The fact that occupants have so little protection in a T-bone accident means that life-threatening injuries are far more common in these car wrecks. Oftentimes, fatalities in a side-impact crash sem from severe injuries to the head and brain.
This level of danger, of course, involves the strength of the impact. However, the difference in the size of the two vehicles also plays a role. For instance, the height difference between an SUV and a coupe is quite significant. In a side collision, the bumper of the SUV has the potential to sit at the height of the other driver’s head.

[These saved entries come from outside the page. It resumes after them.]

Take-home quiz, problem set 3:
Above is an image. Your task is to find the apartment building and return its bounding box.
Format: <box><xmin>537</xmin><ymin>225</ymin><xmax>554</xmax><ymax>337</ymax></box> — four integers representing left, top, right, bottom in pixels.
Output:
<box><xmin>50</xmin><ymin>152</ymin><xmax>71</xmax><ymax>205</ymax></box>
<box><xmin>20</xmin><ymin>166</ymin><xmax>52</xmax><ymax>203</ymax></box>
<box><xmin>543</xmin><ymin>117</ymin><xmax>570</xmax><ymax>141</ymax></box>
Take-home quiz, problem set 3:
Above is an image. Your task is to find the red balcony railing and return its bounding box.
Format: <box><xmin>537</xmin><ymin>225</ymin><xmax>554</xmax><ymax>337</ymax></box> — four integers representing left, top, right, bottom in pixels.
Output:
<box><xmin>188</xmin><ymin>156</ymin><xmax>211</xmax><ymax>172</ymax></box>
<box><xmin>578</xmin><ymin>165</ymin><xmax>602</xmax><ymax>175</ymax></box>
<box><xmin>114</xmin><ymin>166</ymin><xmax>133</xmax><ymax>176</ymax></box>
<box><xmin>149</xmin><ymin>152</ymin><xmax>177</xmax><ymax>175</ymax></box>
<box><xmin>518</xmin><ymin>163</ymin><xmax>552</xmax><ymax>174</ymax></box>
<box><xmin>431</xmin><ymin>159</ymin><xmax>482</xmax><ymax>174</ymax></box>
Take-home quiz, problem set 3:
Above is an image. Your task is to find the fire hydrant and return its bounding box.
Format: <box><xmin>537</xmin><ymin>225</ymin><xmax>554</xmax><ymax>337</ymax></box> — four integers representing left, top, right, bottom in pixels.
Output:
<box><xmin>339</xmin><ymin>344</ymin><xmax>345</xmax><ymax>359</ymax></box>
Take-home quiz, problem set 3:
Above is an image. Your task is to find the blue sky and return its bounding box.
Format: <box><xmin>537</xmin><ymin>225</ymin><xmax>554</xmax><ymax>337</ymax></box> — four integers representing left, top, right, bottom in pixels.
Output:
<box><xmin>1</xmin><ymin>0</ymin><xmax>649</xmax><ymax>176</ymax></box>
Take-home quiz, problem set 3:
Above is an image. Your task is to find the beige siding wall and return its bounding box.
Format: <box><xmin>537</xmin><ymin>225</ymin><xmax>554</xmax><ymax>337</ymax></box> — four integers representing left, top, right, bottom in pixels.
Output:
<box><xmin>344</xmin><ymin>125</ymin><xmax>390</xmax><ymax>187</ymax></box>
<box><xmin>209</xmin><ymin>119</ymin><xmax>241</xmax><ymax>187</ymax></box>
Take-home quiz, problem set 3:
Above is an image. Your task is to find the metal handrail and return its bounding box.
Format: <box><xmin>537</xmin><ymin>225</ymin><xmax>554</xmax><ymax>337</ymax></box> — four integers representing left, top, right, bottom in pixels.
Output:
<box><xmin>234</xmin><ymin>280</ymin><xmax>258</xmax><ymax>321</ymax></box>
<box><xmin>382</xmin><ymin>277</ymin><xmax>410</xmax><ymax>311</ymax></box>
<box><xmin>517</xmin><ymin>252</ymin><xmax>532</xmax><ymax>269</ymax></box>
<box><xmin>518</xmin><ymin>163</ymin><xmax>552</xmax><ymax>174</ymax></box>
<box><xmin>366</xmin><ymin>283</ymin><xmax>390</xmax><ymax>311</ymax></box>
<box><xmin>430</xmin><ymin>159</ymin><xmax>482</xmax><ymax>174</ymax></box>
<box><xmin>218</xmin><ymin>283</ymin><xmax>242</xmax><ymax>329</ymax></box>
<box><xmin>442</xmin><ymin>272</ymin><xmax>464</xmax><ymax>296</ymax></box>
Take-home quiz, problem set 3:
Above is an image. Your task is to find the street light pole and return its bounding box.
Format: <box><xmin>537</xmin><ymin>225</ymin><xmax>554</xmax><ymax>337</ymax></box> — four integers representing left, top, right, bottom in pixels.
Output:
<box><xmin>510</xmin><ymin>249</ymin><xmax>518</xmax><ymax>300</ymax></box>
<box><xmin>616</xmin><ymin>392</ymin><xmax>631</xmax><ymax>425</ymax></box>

In such an auto accident, there’s almost no way to protect the head and brain from potentially traumatic or even fatal injury.
Some estimate that about 25% of all car accidents involve a side-impact collision. Among these collisions, around 27% involved occupant death. Due to the severe nature of these accidents, auto manufacturers began to develop side-impact airbags (SABs) in the late 80s and early 90s. Drivers lucky enough to have this feature gain some protection that decreases fatalities in these accidents by as much as 45%.
Common Causes of Side-Impact Collisions
Typically, a side-impact collision occurs as the result of one party failing to yield or obey traffic signals. The majority of these accidents boil down to a failure to yield. Most often, one driver at an intersection fails to yield to another driver as they enter the intersection or make a turn.
Additionally, side collisions happen when someone ignores a stop sign or tries to speed through a changing light. No matter the cause, this negligence causes a great deal of harm.
Our Houston side-impact collision attorneys see numerous factors that lead to motor vehicle accidents. While the causes vary, it’s important to remember that when you sustain an injury due to another’s negligence, you have rights. When you need to hold the liable accountable, count on the attorneys at AP Law Group to fight for your future.
Common Side-Impact Injuries
Generally, passenger occupants face an increased risk of injury in T-bone crashes simply due to how manufacturers design vehicles. Motor vehicles have a small amount of space and material to absorb the force of another vehicle and shield occupants.
While some vehicles now have SABs, not all do. This lack of protection on the side of a car often results in severe injuries to drivers and passengers.
- Back and neck injuries
- Bone fractures and breaks
- Brain injuries
- Head injuries
- Partial paralysis or complete paralysis
- Spinal cord injuries
- Wrongful death
Often, the person sitting at the point of impact sustains far more severe injuries as they take on the brunt of the force. In some cases, vehicles travel at high speeds during a side-impact collision, causing a rollover or spin out. Such accidents often involve multiple vehicles.